In today's world where other cultures are being tapped to a greater extent than ever before, the processes of mixing and matching are especially relevant in making sense of Russia. Not only do borrowing and assimilation, interaction between the familiar and the alien, constitute a venerable tradition in Russian culture, but during the two last post-Soviet decades a notable Western influence has become apparent.
This book provides means for understanding Russianness in this new situation. By bringing together Russian and Western, eminent and younger scholars it provides insights both from inside and outside. By extending its perspectives to three fields - linguistics, cultural studies, and social sciences - it covers different dimensions of creative misunderstandings, hybrids, tensions and other modes of adaptation in the Russian culture. By offering concrete case studies it avoids easy stereotypes, deconstructs clichés, problematizes accepted truths, and identifies points of interaction between Russia and the West.

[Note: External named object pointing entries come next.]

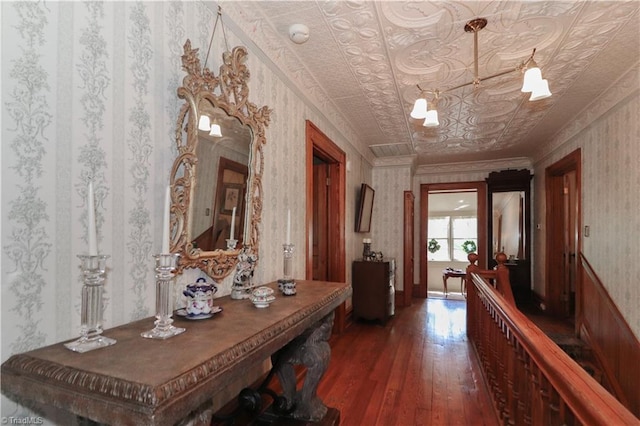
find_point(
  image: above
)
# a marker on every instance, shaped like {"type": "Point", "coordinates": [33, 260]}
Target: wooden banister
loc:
{"type": "Point", "coordinates": [531, 379]}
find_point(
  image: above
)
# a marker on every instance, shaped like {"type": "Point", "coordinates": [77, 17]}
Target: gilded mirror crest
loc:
{"type": "Point", "coordinates": [216, 179]}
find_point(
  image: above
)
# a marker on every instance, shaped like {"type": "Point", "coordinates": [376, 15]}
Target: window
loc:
{"type": "Point", "coordinates": [450, 233]}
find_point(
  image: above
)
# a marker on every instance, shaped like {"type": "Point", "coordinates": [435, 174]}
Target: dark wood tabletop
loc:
{"type": "Point", "coordinates": [160, 382]}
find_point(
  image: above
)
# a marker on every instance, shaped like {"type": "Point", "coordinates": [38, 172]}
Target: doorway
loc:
{"type": "Point", "coordinates": [563, 194]}
{"type": "Point", "coordinates": [480, 189]}
{"type": "Point", "coordinates": [325, 215]}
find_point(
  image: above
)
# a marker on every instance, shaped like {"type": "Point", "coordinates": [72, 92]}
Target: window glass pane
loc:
{"type": "Point", "coordinates": [438, 238]}
{"type": "Point", "coordinates": [438, 227]}
{"type": "Point", "coordinates": [442, 253]}
{"type": "Point", "coordinates": [464, 229]}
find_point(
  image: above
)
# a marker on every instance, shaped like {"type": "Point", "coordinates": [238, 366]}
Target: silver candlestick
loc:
{"type": "Point", "coordinates": [165, 268]}
{"type": "Point", "coordinates": [93, 267]}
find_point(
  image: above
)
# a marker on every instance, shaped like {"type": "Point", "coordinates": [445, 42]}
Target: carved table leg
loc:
{"type": "Point", "coordinates": [312, 350]}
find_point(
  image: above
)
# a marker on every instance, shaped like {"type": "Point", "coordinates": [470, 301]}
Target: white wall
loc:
{"type": "Point", "coordinates": [89, 91]}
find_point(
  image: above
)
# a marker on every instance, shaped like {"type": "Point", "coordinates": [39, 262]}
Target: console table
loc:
{"type": "Point", "coordinates": [165, 382]}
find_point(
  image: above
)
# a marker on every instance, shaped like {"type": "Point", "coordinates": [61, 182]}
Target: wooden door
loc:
{"type": "Point", "coordinates": [408, 260]}
{"type": "Point", "coordinates": [563, 235]}
{"type": "Point", "coordinates": [320, 147]}
{"type": "Point", "coordinates": [320, 221]}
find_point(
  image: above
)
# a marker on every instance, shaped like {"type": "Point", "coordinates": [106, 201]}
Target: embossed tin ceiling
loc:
{"type": "Point", "coordinates": [364, 60]}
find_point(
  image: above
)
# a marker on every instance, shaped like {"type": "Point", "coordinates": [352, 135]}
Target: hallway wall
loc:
{"type": "Point", "coordinates": [89, 92]}
{"type": "Point", "coordinates": [608, 132]}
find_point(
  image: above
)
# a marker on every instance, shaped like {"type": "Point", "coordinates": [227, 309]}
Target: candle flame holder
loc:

About the Author: Risto Alapuro is Professor Emeritus of Sociology at the University of Helsinki, Finland, and the head of the Helsinki Research Group for Political Sociology. His recent publications include the co-edited volumes Beyond Post-Soviet Transition: Micro Perspectives on Challenge and Survival in Russia and Estonia (2004), Nordic Associations in a European Perspective (2010), and Political Theory and Community Building in Post-Soviet Russia (2011).
Arto Mustajoki is Professor of Russian Language and Literature at the University of Helsinki, Finland. His research interests include functional syntax, features of contemporary Russian, corpus based research, intercultural communication, and identities. He has published seven books and over eighty related research articles.
Pekka Pesonen is Professor Emeritus of Russian Literature at the University of Helsinki, Finland, and the head of several international research projects including Modernism and Postmodernism in Russian Literature and Culture, and St. Petersburg/Leningrad: History--Narration--Present. Among his research interests are Russian literature and culture (especially modernism and postmodernism), and cultural semiotics. He has published three monographs, eighteen edited books, and about one hundred research articles.